Kedua, menghindari memotong sapi atau kambing muda. Memang, sapi apalagi kambing yang muda rasanya lebih lezat. Tapi pemotongan saat muda menyia-nyiakan potensi daging yang bisa didapat. Ketiga, jika yang muda tidak dipotong dulu, yang betina dilarang dipotong. Tetapi sangat tidak adil jika pemilik sapi betina hanya dilarang. Pemerintah harus menyediakan dana untuk membeli ternak betina jika ada yang mau jual untuk keperluan. Keempat, mendiversifikasi sumber protein dari luar daging sapi. Di luar daging sapi, ada daging ayam telur dan ikan yang kandungan gizinya tinggi. Dan, last but not least, adalah meningkatkan mutu dan jenis ternak melalui penelitian untuk memperoleh jenis ternak yang cepat beranak, apalagi bisa beranak lebih dari satu, cepat besar, tahan penyakit. Ya, seperti penelitian varietas padilah.

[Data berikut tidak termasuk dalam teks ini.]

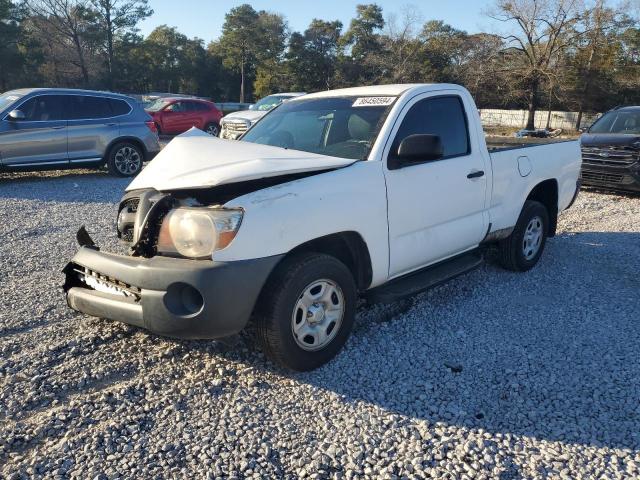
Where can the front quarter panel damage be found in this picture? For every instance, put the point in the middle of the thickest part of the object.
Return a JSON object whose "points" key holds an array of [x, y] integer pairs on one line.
{"points": [[279, 218]]}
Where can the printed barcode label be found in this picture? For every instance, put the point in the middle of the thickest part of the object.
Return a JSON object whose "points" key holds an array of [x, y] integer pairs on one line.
{"points": [[373, 101]]}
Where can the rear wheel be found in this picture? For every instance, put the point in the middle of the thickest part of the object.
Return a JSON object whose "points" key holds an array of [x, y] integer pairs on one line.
{"points": [[306, 311], [125, 159], [521, 250]]}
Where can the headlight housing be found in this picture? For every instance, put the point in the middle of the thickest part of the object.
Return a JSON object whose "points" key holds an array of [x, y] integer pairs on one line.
{"points": [[197, 232]]}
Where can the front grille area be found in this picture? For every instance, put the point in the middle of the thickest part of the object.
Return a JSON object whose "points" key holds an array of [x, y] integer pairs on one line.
{"points": [[127, 218], [104, 283], [601, 177], [609, 156]]}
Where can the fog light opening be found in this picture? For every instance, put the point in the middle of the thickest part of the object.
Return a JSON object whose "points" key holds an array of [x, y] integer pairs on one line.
{"points": [[183, 300]]}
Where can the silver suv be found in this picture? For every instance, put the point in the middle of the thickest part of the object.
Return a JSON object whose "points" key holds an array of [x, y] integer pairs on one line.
{"points": [[62, 128]]}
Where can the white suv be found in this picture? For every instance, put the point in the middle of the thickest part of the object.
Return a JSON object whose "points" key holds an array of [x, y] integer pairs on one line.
{"points": [[236, 123]]}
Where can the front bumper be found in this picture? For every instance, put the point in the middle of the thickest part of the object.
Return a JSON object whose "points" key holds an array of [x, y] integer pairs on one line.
{"points": [[193, 299]]}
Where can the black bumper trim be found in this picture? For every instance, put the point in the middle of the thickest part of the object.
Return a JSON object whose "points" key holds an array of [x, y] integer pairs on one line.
{"points": [[229, 292]]}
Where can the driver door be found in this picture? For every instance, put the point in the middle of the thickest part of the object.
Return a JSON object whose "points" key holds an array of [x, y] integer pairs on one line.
{"points": [[435, 210]]}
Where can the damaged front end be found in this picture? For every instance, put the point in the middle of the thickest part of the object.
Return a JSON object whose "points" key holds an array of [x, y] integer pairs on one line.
{"points": [[163, 290]]}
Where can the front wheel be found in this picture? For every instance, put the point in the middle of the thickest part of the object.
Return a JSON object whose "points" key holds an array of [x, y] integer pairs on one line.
{"points": [[212, 129], [306, 311], [125, 159], [521, 250]]}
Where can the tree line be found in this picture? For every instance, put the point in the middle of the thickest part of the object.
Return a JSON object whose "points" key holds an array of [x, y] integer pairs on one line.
{"points": [[575, 55]]}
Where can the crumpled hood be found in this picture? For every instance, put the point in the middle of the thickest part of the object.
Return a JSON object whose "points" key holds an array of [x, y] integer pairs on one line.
{"points": [[251, 115], [196, 159]]}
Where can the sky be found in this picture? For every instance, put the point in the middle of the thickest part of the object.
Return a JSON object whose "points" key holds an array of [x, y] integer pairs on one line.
{"points": [[204, 18]]}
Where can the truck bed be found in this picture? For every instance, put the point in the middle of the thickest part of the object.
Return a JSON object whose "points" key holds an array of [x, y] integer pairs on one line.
{"points": [[500, 143]]}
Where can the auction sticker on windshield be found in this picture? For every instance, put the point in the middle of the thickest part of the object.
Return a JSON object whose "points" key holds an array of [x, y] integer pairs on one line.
{"points": [[373, 101]]}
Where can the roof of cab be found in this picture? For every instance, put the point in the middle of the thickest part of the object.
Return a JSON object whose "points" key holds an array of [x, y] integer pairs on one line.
{"points": [[382, 90], [27, 91]]}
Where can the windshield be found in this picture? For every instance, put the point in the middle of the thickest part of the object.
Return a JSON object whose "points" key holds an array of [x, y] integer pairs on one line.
{"points": [[621, 121], [267, 103], [7, 99], [157, 105], [343, 127]]}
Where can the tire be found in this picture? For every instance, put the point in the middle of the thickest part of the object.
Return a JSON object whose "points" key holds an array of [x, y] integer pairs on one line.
{"points": [[125, 159], [283, 309], [212, 129], [521, 250]]}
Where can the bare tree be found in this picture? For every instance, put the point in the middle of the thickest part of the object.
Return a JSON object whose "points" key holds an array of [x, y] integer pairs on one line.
{"points": [[401, 47], [71, 20], [544, 29]]}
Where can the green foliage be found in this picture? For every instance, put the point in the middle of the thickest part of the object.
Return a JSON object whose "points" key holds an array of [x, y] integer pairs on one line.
{"points": [[555, 53]]}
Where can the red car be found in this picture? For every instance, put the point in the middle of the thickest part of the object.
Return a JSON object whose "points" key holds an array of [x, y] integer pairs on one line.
{"points": [[177, 115]]}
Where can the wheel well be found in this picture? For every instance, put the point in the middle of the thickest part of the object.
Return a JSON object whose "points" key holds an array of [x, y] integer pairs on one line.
{"points": [[133, 140], [349, 248], [547, 193]]}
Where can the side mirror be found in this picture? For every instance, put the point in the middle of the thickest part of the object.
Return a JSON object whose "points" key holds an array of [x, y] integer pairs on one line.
{"points": [[417, 149], [16, 115]]}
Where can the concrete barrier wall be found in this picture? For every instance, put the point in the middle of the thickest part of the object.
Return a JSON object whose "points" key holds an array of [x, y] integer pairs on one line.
{"points": [[518, 118]]}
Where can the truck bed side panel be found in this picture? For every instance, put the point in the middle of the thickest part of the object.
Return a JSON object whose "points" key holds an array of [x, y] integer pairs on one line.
{"points": [[560, 161]]}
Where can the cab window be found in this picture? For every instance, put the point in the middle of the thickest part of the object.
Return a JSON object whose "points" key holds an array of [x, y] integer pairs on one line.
{"points": [[442, 116]]}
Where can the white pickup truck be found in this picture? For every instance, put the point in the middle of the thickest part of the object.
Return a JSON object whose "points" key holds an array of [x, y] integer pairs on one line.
{"points": [[377, 192]]}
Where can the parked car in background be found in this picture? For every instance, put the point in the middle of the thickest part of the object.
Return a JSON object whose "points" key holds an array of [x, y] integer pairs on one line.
{"points": [[235, 124], [379, 192], [611, 151], [43, 128], [176, 115], [231, 107]]}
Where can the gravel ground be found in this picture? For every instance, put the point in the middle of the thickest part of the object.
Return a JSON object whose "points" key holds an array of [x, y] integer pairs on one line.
{"points": [[494, 375]]}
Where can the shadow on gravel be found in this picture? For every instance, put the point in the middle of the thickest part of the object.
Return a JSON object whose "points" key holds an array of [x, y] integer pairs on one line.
{"points": [[65, 186]]}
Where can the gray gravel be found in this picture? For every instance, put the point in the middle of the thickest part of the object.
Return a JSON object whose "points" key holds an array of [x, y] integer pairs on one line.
{"points": [[494, 375]]}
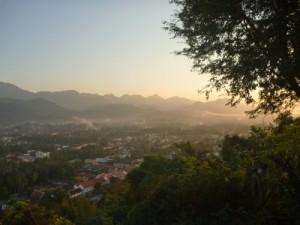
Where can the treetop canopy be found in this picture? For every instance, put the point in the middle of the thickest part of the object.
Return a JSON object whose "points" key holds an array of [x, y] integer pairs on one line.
{"points": [[247, 46]]}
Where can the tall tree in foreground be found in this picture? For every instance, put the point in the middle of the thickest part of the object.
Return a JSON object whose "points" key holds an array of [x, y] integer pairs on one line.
{"points": [[246, 46]]}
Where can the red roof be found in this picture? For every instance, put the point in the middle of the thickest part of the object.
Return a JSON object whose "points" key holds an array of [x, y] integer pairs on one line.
{"points": [[88, 183]]}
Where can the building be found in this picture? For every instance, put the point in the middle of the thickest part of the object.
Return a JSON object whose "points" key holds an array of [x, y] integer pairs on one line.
{"points": [[40, 154]]}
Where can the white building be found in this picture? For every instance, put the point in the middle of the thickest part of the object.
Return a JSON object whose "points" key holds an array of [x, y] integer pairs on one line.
{"points": [[40, 154]]}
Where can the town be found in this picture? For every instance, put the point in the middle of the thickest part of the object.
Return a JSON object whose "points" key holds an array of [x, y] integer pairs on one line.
{"points": [[83, 158]]}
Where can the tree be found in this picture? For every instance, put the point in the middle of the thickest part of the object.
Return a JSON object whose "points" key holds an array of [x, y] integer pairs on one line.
{"points": [[246, 46]]}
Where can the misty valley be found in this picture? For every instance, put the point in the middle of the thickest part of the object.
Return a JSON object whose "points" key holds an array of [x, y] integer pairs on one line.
{"points": [[71, 158]]}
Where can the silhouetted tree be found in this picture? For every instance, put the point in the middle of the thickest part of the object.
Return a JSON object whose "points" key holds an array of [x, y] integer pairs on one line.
{"points": [[245, 45]]}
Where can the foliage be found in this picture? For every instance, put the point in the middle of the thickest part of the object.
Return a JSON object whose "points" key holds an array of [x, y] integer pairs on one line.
{"points": [[246, 46], [24, 213]]}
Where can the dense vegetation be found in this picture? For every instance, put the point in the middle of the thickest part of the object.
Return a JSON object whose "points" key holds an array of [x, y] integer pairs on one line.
{"points": [[255, 180], [250, 48]]}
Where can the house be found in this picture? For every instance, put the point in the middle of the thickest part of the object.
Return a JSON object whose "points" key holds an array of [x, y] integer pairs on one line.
{"points": [[40, 154], [37, 194], [104, 178], [75, 192], [86, 186], [121, 174]]}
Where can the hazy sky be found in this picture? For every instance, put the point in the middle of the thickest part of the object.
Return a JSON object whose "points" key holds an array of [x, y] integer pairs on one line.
{"points": [[93, 46]]}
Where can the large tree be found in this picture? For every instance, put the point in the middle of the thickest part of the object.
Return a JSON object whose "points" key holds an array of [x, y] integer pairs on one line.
{"points": [[248, 47]]}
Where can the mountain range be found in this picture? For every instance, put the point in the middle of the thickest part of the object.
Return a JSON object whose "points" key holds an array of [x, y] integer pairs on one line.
{"points": [[18, 105]]}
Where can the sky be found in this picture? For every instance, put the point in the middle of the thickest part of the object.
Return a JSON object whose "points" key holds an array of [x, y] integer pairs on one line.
{"points": [[94, 46]]}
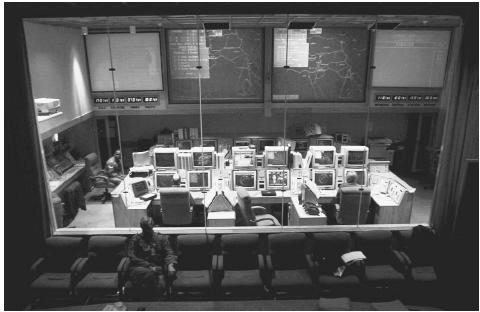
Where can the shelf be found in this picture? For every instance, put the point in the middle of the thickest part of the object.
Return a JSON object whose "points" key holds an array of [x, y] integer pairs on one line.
{"points": [[47, 117]]}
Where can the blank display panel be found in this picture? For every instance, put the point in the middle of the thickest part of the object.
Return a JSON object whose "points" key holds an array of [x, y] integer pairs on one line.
{"points": [[410, 58], [135, 57]]}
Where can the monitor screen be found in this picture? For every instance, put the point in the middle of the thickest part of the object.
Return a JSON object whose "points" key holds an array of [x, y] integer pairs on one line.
{"points": [[164, 179], [324, 178], [165, 160], [198, 179], [356, 158], [277, 179], [246, 179], [244, 158], [276, 158], [323, 158], [204, 159], [360, 176]]}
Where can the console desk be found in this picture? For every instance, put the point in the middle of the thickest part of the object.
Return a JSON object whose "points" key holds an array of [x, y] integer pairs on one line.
{"points": [[128, 210]]}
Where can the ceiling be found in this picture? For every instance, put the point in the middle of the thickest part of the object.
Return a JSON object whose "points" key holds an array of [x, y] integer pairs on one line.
{"points": [[250, 20]]}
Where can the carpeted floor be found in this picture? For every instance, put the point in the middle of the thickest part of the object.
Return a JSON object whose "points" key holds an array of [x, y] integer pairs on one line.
{"points": [[97, 215]]}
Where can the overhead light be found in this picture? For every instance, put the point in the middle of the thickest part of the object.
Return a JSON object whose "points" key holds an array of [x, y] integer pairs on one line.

Memang perlu direnungkan, siapa yang dirugikan saat harga daging mahal? Rakyat miskin? Daging sapi hanya dikonsumsi oleh 12,5 persen warga kota dan 3,9 persen warga desa (Susenas, 2005). Karena itu, mahalnya harga daging sapi tidak perlu disikapi secara panik dengan membuat kebijakan yang melonggarkan impor daging dari wilayah berisiko. Selayaknya kita berpegang pada kaidah fikih: dar-ul mafaasid muqoddamun 'alaa jalbilmasholih. Arti implementatifnya, menghindari kemungkinan masuknya PMK lebih diutamakan daripada impor daging dari Brasil untuk memenuhi kebutuhan protein.